I’ve never been exactly an alcoholic. But no one really is. I mean, it’s really more of a continuum than a simple categorical statement like, “I’m an alcoholic.” For me, I had a drinking problem but not enough to really interfere too much with my life. But it was still a concern so here are some things I did to figure out how to deal with this.
1. Whiskey was too much for me. So I switched to beer. You don’t have to completely quit alcohol but you should try to make it more manageable. Drink beer instead of hard liquor so that your belly fills up faster and you don’t get as inebriated. This isn’t exactly a Stoic technique but it is rational and it will save you some trouble.
2. Remember, to drink water between beers. This helps to make the effects of alcohol even less potent than otherwise. Drinking water will also fill your belly faster and keep you from drinking as much and as often. It will also keep you more hydrated and you’ll avoid feeling as much of a hangover in the morning if you have too many beers in one night.
3. Never drink on an empty stomach. Also make sure you eat something as well as drink something in between beers.
4. Now that you’ve done 1-3, you’ve definitely achieved some success; you might be drinking more than a moderate amount but you’re helping your liver a lot more and your liver is thanking you.
5. If alcohol is still a problem by this point you’re probably still drinking too many beers even though you’re taking water and food breaks in between. You should probably not be drinking 12 beers in a day, even beers that don’t seem to have much more alcoholic content than water like Budlight.
6. If you’re drinking too many beers, here’s where the Stoic advice should come in handy. You’re not drinking too much because of weakness of will, you’re drinking too much because you’re suffering from a lack of wisdom. You think alcohol is the ultimate good in your life and it can really seem that way because it feels like a shortcut to tranquility. But really, the best way to tranquility is virtue. That means you should know what’s truly in your control and not in your control. Your choices are in your control but whether those choices yield actionable results is not truly in your control. You should also know that less alcohol means you can do more good for those around you. If you let alcohol be your only good in life, you’ll forget the true good you can do for others. Instead of staying home and drinking you can go to your daughter’s soccer game. That does so much more true good for you and your daughter than sitting at home drinking alone.

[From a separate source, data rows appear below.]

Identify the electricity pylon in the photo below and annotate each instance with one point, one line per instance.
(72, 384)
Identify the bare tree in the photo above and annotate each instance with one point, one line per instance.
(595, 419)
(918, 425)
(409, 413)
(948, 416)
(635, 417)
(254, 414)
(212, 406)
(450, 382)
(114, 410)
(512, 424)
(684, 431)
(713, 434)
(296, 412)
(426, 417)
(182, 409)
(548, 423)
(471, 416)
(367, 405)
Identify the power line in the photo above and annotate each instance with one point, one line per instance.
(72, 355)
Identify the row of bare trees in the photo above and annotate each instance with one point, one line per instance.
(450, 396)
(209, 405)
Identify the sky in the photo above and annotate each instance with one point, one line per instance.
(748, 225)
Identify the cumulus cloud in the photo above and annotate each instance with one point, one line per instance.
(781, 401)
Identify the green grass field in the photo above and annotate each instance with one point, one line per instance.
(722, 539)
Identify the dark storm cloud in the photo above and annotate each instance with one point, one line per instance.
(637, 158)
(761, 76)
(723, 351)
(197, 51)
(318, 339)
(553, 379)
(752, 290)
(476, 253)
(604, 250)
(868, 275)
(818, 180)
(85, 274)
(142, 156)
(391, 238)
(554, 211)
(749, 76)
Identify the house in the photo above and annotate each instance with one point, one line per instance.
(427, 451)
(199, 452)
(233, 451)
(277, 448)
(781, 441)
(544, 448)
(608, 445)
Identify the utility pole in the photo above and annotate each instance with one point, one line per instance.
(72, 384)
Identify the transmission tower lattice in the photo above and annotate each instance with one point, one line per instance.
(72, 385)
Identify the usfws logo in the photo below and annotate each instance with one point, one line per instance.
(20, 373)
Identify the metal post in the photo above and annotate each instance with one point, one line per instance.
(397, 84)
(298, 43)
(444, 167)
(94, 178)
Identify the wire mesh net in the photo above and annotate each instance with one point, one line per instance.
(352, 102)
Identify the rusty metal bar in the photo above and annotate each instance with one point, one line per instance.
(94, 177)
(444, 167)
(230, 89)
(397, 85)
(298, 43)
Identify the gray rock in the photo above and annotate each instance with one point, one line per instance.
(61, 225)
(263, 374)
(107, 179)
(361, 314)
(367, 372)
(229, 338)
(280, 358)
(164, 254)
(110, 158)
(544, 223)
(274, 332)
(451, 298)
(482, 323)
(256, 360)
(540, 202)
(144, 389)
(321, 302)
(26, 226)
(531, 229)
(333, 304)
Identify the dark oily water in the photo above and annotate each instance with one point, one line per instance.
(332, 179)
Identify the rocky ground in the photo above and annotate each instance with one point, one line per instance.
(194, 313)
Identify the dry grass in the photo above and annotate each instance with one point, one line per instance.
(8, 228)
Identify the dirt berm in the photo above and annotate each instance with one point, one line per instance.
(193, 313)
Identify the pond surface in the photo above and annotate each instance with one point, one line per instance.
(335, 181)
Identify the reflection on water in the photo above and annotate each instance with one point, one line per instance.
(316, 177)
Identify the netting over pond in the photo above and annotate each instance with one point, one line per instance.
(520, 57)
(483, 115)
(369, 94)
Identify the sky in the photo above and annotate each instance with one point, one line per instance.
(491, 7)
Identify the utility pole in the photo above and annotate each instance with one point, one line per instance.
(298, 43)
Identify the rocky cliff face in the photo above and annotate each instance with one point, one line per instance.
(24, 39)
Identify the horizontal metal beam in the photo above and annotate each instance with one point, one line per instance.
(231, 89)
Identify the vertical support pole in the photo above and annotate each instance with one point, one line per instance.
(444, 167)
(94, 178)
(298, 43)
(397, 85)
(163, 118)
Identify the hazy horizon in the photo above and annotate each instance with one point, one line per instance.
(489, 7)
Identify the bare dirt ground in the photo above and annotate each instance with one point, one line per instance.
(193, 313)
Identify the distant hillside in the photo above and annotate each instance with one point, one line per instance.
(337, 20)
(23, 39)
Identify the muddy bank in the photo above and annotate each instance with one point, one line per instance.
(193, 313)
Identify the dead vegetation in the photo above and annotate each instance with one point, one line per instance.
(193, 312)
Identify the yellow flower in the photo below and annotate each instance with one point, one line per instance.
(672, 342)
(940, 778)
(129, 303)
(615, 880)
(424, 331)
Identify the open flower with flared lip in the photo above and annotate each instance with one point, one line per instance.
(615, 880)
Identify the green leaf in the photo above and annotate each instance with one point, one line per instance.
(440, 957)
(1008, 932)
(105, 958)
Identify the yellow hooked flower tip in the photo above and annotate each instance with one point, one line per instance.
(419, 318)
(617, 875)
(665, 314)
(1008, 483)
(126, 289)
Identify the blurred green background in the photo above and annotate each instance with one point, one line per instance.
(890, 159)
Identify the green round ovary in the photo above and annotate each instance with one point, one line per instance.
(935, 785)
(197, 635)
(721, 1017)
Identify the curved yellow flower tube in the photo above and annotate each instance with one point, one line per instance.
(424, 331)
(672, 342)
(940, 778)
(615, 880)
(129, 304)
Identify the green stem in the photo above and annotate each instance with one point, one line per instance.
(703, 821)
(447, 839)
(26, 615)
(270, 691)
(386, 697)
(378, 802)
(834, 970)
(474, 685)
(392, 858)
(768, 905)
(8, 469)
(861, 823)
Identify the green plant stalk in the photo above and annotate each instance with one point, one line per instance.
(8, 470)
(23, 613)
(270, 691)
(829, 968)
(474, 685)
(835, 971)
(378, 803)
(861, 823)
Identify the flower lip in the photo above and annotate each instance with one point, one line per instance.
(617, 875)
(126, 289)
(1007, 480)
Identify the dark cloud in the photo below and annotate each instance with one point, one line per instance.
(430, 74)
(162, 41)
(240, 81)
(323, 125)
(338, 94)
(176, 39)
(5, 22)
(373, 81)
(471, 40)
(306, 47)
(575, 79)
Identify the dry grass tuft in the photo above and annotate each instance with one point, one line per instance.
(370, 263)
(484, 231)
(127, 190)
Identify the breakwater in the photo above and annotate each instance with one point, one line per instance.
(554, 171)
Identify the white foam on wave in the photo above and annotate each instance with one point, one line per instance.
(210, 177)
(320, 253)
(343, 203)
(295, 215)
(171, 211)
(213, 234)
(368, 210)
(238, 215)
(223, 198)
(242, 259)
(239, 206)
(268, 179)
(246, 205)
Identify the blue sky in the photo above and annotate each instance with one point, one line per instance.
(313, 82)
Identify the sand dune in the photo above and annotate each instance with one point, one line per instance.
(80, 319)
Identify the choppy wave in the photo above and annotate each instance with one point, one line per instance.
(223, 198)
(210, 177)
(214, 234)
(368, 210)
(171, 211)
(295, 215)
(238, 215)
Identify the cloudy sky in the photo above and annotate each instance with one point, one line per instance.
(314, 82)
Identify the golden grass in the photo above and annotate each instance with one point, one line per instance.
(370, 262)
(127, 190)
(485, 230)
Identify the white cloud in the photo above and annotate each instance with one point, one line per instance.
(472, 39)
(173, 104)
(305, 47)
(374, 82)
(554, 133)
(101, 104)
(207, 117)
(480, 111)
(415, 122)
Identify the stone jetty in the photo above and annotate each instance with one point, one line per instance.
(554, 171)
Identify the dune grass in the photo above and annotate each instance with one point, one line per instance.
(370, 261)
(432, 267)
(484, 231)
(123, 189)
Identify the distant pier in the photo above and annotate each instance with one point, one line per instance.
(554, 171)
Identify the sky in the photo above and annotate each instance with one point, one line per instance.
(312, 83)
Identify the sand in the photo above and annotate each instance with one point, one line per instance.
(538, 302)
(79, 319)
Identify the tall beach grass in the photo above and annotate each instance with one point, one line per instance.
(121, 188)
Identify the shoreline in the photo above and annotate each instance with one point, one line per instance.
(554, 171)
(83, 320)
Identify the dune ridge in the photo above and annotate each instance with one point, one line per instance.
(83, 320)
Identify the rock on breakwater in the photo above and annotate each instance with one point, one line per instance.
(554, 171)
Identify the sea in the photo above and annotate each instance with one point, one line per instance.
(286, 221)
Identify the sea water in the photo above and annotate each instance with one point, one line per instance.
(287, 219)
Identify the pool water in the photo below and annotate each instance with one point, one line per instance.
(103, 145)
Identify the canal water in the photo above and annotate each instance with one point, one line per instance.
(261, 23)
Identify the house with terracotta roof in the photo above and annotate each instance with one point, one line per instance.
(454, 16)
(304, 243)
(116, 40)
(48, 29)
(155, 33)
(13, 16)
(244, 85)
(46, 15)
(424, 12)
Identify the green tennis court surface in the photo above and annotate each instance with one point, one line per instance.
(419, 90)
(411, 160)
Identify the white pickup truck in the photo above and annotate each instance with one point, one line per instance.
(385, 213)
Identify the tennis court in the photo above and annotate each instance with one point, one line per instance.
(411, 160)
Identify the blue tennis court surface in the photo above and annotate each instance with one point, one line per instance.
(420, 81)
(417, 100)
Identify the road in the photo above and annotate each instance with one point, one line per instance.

7. If you’re drinking too many beers, it could be because you’re avoiding something. You have social anxiety, you have depression, you might even have generalized anxiety. If any of these are the case, seek professional help. Psychological therapy can go a long way to helping you get over your issues, especially when a psychologist is helping you. You can also practice Stoicism. All our fears tend to be magnified because of our judgment that externals are bad. Try to help yourself get rid of the judgment that things external to you are bad and you might find that some of your fears dissipate.
8. Remember, you’re never a failure if you find yourself running back to the bottle. Don’t ever hate yourself. You’re mistakenly covering up for fear or depression by pursuing something you misjudge as a good way to dissolve those fears or depression. The best way though is through some kind of Cognitive Behavioral Therapy used by a sufficiently trained CBT Ph.D. Psychologist. And of course supplementing that with a life philosophy like Stoicism.
9. You are not an alcoholic. You may have a drinking problem but you are not defined by that problem. You are simply drinking beyond moderation. It’s interfering with your desire to pursue virtue. Don’t let it. Try to remember your last taste of what it was like to do good and do that thing. Do the good. Be the good. You can be a good person. But you are not an alcoholic. You just drink too much.
I hope this helps someone like it did me.